Yesterday, I stumbled across this post on the Washington Post web site: “Millions of Teens Are Using a New App to Post Anonymous Thoughts, and Most Parents Have No Idea.” It turns that our students now have access to a high school version of the app Yik Yak called “After School.” Yik Yak has been quite popular among college age users for some time. For those not familiar with Yik Yak, or the high schooler app After School, these apps allows users to post messages anonymously that only other users in the general vicinity of the message poster can see. Apps like Yik Yak have been implicated in posting anonymous threats and cyberbullying online. (For example, see “What Is Yik Yak, the App That Fielded Racist Threats at the University of Missouri.”) What’s more, this “After School” app is also at the heart of possible postings of cyberbullying and postings where users threaten to bring guns to school. (See “Why Parents and Administrators Are Freaking Outv About an App Called After School.”)

It is easy to sound the alarm when these kinds of social media platforms arise, but it turns out that this particular app has been around at least a year. It appeared in the App Store and the Google Play Store last fall according to web site Fusion (See here), but it was removed twice because it was used for cyberbulling and posting gun threats. It returned this past April, and its developers claim to have a whole bunch of new safety features, including algorithms that block certain words and it is also said to use human reviewers who examine each post.

Well, for those of us familiar with web filters in schools, we know all too well that the best of these kinds of safety measures are far from foolproof. Many students are masters at trying to get things through the filters, and we’ve given them years of practice. But my beef with After School actually goes beyond that and is captured best by a question: Why in the world would we give high school students an anonymous platform like this when we know from experience that many are not ready to handle the freedom of any posting much less “anonymous posting?” It seems to be the equivalent of giving students the keys to a sports car with a cooler full of beer in the front seat and simply telling them not to drink and drive. After School is simply a platform that has the potential to facilitate irresponsiblity and possibly dangerous cyber-behaviors because students often thrive on web anonymity.

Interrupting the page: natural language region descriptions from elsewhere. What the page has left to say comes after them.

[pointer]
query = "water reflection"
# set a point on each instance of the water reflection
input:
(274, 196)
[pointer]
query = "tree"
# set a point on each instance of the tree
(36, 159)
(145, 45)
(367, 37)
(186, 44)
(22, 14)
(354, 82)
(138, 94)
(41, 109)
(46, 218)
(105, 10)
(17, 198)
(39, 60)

What’s more, I take exception to After School’s FAQ page which seems to suggest by its language there that schools have somehow endorsed this product. (See the After School FAQ page here.) On that page it states at the very top, “Anonymous and Private Message Board for Your School.” Those words seem, at first glance, to make a link between the message board in After School and the school the student attends, but that is far from the case. The school and its administration have no connection, control, or power over this product. That’s why many school administrators are quite upset about this product.
I am not sure an all out panic about this product is warranted, but I do think we need to educate both our students, and especially our parents about the potentially dangerous uses of this app.

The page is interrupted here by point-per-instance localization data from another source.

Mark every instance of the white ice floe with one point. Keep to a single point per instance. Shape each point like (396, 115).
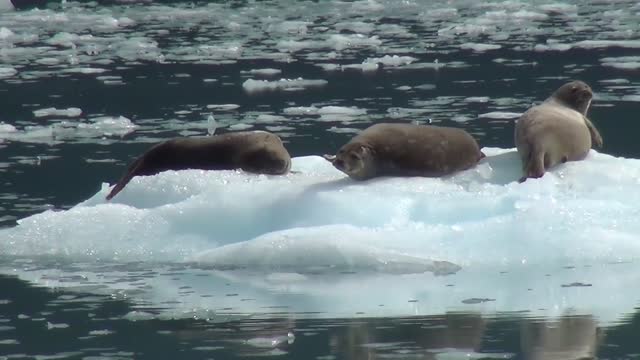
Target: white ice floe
(500, 115)
(311, 240)
(480, 47)
(68, 112)
(252, 85)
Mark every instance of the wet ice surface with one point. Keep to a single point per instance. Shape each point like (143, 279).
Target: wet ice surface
(87, 88)
(198, 243)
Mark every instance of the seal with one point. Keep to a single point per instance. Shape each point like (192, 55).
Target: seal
(556, 131)
(387, 149)
(258, 152)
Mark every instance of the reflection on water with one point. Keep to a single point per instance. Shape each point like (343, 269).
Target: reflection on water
(85, 88)
(42, 323)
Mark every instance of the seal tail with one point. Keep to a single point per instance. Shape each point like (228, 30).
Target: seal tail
(131, 172)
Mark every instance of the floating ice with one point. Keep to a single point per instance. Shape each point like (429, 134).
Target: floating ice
(252, 85)
(265, 72)
(223, 107)
(394, 60)
(311, 240)
(69, 112)
(500, 115)
(622, 62)
(341, 110)
(480, 47)
(108, 125)
(6, 128)
(6, 72)
(342, 42)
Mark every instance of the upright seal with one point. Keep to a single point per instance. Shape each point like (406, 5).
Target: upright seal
(556, 131)
(257, 152)
(387, 149)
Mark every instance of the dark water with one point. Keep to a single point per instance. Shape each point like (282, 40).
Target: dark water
(50, 162)
(54, 324)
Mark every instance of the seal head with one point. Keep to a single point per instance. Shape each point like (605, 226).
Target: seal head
(576, 95)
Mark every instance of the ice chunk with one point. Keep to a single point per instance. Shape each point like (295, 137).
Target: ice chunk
(7, 72)
(252, 85)
(500, 115)
(69, 112)
(480, 47)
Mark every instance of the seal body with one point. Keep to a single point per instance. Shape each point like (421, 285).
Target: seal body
(387, 149)
(556, 131)
(257, 152)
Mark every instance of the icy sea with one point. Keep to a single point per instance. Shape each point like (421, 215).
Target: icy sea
(312, 265)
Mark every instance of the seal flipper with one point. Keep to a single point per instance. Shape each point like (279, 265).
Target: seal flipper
(534, 166)
(596, 138)
(131, 172)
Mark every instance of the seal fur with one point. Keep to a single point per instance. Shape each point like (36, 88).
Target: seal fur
(257, 152)
(557, 130)
(389, 149)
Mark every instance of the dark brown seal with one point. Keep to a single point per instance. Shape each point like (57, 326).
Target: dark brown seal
(557, 130)
(257, 152)
(407, 150)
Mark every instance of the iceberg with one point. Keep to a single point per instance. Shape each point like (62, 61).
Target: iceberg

We also need to make clear that this app basically allows students to set up their own cyber community, totally disconnected from our schools, that is supposedly monitored by this company. We as parents and educators, by allowing our students and children to use this app, are placing a large amount of trust in algorithms and faceless individuals out there somewhere to monitor the safety. The truth is, we at the school and district level, with all our web filters and cyber-safety gadgets have an extremely difficult time with cyberbullying and web threats. What on earth would make us think that out there in cyberspace a company can do that better? While After School has been around and is not really new, it operates on assumptions that ultimately will probably cause its own demise. That is the idea that anonymous posting for high schoolers can be effectively monitored. Just looking at their disclaimers in the app store should be concern enough. Check it out:

That’s quite a laundry list of items of things parents would object to having their students exposed to.

I don’t usually rate apps with thumbs up or thumbs down, but this one gets double thumbs down because it is a potential cyberdisaster at every school.